Dataset item processing is the orchestration pattern by which a worker retrieves, validates, deduplicates, and sequentially executes LLM calls for each item in a dataset run, ensuring idempotent and fault-tolerant experiment execution.

Description

When an experiment is dispatched to the processing queue, the worker must turn a high-level instruction ("run this prompt against this dataset") into a sequence of concrete actions for each dataset item. This involves several challenges:

  • Validation: The worker must re-validate the experiment configuration (prompt, API key, model parameters) because the configuration may have changed or become invalid between the time the user created the experiment and the time the worker picks up the job.
  • Filtering: Not all dataset items may be suitable. Items must be active, must match the optional version filter, and must have inputs that satisfy the prompt's variable requirements.
  • Deduplication: If the job is retried (due to a transient failure or worker restart), some items may already have been processed. The worker must identify and skip these to avoid duplicate LLM calls and traces.
  • Sequential execution: Items are processed one at a time to provide predictable resource consumption and to simplify error isolation. If one item fails, the worker logs the error and moves to the next item rather than aborting the entire run.
  • Error handling: Configuration-level errors (missing prompt, invalid API key) are handled by creating error-level traces for all dataset items, giving the user visibility into what went wrong.

Usage

Dataset item processing is used whenever:

  • A worker picks up an experiment creation job from the queue.
  • An experiment needs to be retried after a partial failure.
  • The system needs to resume processing after a worker restart, skipping already-completed items.

Theoretical Basis

The processing pipeline follows a validate-fetch-deduplicate-execute pattern:

Phase 1 -- Configuration Validation

The worker retrieves the dataset run record from PostgreSQL and parses its metadata to extract the prompt ID, provider, model, and model parameters. It then validates each component:

  • The dataset run must exist.
  • The metadata must conform to the expected schema.
  • The referenced prompt must exist and have a valid format.
  • An API key for the specified provider must be configured in the project.

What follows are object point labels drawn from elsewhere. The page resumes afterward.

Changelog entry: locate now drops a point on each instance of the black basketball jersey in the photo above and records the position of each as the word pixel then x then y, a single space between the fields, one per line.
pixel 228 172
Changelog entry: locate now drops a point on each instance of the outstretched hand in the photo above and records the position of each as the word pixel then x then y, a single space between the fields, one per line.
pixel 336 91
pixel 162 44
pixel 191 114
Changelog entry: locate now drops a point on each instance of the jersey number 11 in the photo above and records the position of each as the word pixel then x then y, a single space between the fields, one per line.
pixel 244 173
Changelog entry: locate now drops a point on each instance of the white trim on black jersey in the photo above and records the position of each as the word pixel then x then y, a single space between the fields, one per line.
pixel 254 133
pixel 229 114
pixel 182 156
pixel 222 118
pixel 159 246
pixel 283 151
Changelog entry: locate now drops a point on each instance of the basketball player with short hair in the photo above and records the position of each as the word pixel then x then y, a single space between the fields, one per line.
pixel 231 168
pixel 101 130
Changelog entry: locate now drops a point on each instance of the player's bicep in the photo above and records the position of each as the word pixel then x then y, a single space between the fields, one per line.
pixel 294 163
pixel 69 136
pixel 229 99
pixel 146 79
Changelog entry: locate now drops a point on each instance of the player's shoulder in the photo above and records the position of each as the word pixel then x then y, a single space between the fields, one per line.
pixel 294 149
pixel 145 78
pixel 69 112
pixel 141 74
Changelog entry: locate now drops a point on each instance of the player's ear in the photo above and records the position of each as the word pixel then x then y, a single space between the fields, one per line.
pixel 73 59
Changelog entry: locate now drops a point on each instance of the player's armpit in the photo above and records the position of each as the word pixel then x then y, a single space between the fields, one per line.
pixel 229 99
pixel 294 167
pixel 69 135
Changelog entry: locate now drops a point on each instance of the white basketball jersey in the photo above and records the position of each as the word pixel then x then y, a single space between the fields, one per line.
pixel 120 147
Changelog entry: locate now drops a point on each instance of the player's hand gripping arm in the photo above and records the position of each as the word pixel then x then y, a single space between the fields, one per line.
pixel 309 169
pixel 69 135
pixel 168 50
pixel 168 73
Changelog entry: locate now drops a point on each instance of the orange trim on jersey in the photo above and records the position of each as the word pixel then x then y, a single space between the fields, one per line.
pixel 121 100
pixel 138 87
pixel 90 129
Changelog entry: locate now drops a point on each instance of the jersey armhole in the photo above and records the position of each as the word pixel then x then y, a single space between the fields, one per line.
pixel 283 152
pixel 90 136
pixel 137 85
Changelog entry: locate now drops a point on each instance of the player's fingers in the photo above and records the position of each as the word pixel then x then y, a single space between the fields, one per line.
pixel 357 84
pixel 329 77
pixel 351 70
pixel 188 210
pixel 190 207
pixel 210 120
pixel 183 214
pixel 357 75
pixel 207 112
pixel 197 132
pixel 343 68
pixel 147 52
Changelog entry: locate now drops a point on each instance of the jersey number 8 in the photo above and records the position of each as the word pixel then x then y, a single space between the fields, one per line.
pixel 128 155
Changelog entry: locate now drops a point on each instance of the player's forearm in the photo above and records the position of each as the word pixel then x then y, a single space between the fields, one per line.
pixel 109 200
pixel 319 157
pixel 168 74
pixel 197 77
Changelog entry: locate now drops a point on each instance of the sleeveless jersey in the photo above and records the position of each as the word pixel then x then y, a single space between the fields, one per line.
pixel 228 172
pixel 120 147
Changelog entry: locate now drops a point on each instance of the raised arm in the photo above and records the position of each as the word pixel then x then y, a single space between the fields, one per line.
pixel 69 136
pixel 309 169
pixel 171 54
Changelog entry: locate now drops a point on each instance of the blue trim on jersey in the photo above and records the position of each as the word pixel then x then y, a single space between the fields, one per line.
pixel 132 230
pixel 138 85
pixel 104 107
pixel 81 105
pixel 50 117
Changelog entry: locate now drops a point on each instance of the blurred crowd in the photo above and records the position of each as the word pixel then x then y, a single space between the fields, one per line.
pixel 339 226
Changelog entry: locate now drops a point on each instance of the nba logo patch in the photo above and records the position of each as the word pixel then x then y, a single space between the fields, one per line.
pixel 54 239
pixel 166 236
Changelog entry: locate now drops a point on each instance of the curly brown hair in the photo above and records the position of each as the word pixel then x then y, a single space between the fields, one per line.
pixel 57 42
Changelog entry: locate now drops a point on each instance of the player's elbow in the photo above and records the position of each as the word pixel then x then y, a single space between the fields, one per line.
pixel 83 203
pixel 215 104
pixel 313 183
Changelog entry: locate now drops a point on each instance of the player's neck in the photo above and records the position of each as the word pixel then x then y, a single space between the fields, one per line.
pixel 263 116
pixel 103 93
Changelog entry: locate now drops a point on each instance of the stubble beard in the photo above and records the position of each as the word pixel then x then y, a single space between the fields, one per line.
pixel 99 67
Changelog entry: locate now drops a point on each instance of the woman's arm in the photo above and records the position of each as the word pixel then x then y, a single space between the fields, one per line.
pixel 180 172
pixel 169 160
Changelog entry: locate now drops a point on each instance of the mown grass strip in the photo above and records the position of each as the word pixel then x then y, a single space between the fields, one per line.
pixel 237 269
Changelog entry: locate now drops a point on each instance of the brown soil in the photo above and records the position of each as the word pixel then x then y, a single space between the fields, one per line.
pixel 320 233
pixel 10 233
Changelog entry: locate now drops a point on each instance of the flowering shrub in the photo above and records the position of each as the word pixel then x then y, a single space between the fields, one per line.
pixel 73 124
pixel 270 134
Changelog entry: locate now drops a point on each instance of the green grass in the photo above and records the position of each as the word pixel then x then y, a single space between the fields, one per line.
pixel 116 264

If any validation fails with an unrecoverable error, the worker creates error-level dataset run items for all active dataset items, providing the user with clear feedback about the configuration problem.

Phase 2 -- Item Retrieval and Filtering

Active dataset items are fetched from the data store, optionally filtered by version. Each item's input is validated against the prompt's variable requirements using the same logic as the configuration validation step. Items with incompatible inputs are silently excluded. String inputs for single-variable prompts are normalized into object format for consistent downstream processing.

Phase 3 -- Deduplication

The worker queries the dataset_run_items_rmt table in ClickHouse to obtain the set of dataset item IDs that already have run items for this specific run. Any dataset item whose ID appears in this set is excluded from processing. This makes the entire operation idempotent: re-running the same job produces no duplicate work.

Phase 4 -- Sequential Execution

The remaining items are processed in a sequential loop. For each item, the worker:

  1. Creates a dataset run item record (via ingestion event).
  2. Executes the LLM call with the prompt template and item input.
  3. Schedules observation-level evaluations if generation details are available.
  4. Enqueues a delayed dataset run item upsert for post-evaluation processing.

Errors in individual items are caught and logged but do not halt the loop.

FUNCTION processExperimentJob(event):
    config = validateAndSetupExperiment(event)
    IF config validation fails:
        createErrorRunItems(event.datasetId, error)
        RETURN success

    allItems = fetchActiveItems(event.datasetId, config.version)
    validItems = filter(allItems, item => matchesVariables(item, config))
    existingIds = queryClickHouse(event.runId, event.datasetId)
    itemsToProcess = filter(validItems, item => item.id NOT IN existingIds)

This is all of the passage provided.